Text Creation Partnership
The Text Creation Partnership (TCP) is a not-for-profit organization based in the library of the University of Michigan since 2000[update]. Its purpose is to produce large-scale full-text electronic resources (especially in the humanities) on behalf of both member institutions (particularly academic libraries) and scholarly publishers, under an arrangement calculated to serve the needs of both, and in so doing to demonstrate the value of a business model that sees corporate and non-profit information-providers as potentially amicable collaborators rather than as antagonistic vendors and customers respectively.
TCP has sponsored four text-creation projects to date. The first and the largest is "EEBO-TCP (Phase I)" (2001–2009), an effort to produce structurally marked-up full-text transcriptions of 25,000+ of the roughly 125,000 books to be found either in the Pollard and Redgrave and Wing short-title catalogues of early English printed books, or among the Thomason Tracts, that is, from among nearly all books, pamphlets, and broadsides published in English or in England before 1700. The books were selected and transcribed from the digital scans produced by ProQuest Information and Learning, and distributed by them as a web-based product under the name "Early English Books Online" (EEBO). The scans from which the texts were transcribed were themselves made from the microfilm copies made over the years by ProQuest and its antecedent companies, including the original University Microfilms, Inc. EEBO-TCP Phase I concluded at the end of 2009, having transcribed about 25,300 titles, and immediately moved into EEBO-TCP Phase II (2009–), a sequel project dedicated to converting all the remaining unique English-language monographs (roughly 45,000 additional titles).

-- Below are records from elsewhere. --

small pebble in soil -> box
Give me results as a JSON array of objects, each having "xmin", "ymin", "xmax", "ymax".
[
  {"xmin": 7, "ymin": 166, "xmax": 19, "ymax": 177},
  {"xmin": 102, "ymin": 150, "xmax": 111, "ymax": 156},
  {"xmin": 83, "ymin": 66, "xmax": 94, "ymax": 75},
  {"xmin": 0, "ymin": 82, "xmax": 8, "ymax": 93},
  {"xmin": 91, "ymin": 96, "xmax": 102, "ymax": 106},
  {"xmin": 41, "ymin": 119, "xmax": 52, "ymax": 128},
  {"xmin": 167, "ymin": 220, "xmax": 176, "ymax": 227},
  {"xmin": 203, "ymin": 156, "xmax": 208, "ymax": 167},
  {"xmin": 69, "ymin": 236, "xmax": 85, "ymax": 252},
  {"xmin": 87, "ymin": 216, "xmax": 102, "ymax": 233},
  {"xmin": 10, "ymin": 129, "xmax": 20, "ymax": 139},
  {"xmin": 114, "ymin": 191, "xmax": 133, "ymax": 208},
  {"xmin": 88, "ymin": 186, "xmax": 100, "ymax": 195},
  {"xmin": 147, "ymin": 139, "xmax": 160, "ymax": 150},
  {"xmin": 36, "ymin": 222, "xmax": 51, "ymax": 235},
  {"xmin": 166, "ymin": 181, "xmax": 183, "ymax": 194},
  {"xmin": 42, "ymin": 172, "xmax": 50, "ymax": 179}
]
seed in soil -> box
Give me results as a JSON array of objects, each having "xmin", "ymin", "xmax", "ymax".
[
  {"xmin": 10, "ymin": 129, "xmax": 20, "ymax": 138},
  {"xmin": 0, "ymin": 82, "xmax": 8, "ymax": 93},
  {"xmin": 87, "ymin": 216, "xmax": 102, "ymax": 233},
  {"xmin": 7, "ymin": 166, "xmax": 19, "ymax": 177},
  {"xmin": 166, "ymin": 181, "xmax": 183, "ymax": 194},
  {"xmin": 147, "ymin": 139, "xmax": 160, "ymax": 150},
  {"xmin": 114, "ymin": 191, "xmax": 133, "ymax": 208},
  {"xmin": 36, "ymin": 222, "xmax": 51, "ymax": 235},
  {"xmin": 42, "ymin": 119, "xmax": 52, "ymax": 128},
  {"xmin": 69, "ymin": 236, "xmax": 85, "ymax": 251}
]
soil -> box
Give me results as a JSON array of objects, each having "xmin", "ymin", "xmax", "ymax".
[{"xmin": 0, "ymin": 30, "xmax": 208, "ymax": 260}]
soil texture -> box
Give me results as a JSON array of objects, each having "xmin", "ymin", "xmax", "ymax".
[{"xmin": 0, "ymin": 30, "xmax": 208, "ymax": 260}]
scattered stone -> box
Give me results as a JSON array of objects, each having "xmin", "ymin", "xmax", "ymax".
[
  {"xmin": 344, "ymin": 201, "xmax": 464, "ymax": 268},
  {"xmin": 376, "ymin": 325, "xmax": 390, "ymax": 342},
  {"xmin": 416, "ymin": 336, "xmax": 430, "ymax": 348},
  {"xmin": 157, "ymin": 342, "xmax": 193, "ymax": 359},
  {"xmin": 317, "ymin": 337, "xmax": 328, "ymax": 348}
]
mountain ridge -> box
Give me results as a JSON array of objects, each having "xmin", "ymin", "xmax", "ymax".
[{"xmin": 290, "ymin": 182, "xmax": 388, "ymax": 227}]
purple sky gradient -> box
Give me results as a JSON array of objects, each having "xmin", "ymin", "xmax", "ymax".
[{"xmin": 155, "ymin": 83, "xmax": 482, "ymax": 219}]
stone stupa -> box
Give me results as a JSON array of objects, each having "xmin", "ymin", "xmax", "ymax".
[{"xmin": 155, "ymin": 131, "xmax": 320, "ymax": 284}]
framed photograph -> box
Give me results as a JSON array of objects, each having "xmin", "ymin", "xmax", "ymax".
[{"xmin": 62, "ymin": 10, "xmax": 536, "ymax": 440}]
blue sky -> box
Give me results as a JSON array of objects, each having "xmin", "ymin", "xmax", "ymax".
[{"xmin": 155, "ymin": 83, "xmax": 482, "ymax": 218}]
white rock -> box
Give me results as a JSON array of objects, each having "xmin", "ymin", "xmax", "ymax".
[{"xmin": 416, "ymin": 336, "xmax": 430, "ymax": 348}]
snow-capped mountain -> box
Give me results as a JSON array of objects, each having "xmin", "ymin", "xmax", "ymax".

The third TCP project was Evans-TCP (2003–2007, with some ongoing work through 2010), an effort to transcribe 6,000 of the 36,000 pre-1800 titles listed in Charles Evans' American Bibliography, and distributed, again as page images scanned from microfilm copies, by Readex, a division of NewsBank under the name "Archive of Americana" ("Early American Imprints, series I: Evans, 1639–1800"). Evans-TCP has produced e-texts of nearly 5,000 books.
The final TCP project was ECCO-TCP (2005–2010, with some work ongoing), an effort to transcribe 10,000 eighteenth-century books from among the 136,000 titles available in Thomson-Gale's web-based resource, "Eighteenth-Century Collections Online" (ECCO). ECCO-TCP ran out of funding in 2010 after transcribing about 3,000 (and editing about 2,400) titles.
The TCP is overseen by a Board of Directors, drawn chiefly from senior library administrators at partner institutions, representatives of the corporate partners, and the Council on Library and Information Resources (CLIR). The Board is assisted in matters of selection and scholarship by an academic advisory group that includes faculty in the fields of early modern English and American studies.
The TCP has informal ties to a number of University-based scholarly text projects, especially in helping to provide them with source texts with which to work. Institutions represented include Northwestern University (IL), Oxford University (UK), Washington University (St. Louis), the University of Sydney (Australia), the University of Toronto (ON), and the University of Victoria (BC). TCP has also worked with students by sponsoring an Undergraduate Essay Contest every year, convening task forces on the uses of TCP texts in pedagogy, and appealing to scholars and students for ideas on selection and use.
Text production is managed through the University of Michigan's Digital Library Production Service (DLPS), with its extensive experience in the production of SGML/XML-encoded electronic texts. DLPS is assisted by Oxford University's Bodleian Digital Libraries Systems & Services (BDLSS). Small part-time production operations have also been started within two other libraries: the Centre for Reformation and Renaissance Studies in Pratt Library (Victoria University in the University of Toronto), specializing in Latin books; and the National Library of Wales (Llyfrgell Genedlaethol Cymru) in Aberystwyth, specializing in Welsh books.
All four TCP text projects are very similar. In each case:
- The TCP produces text from commercial image files that have in turn been created from microfilm copies of early books.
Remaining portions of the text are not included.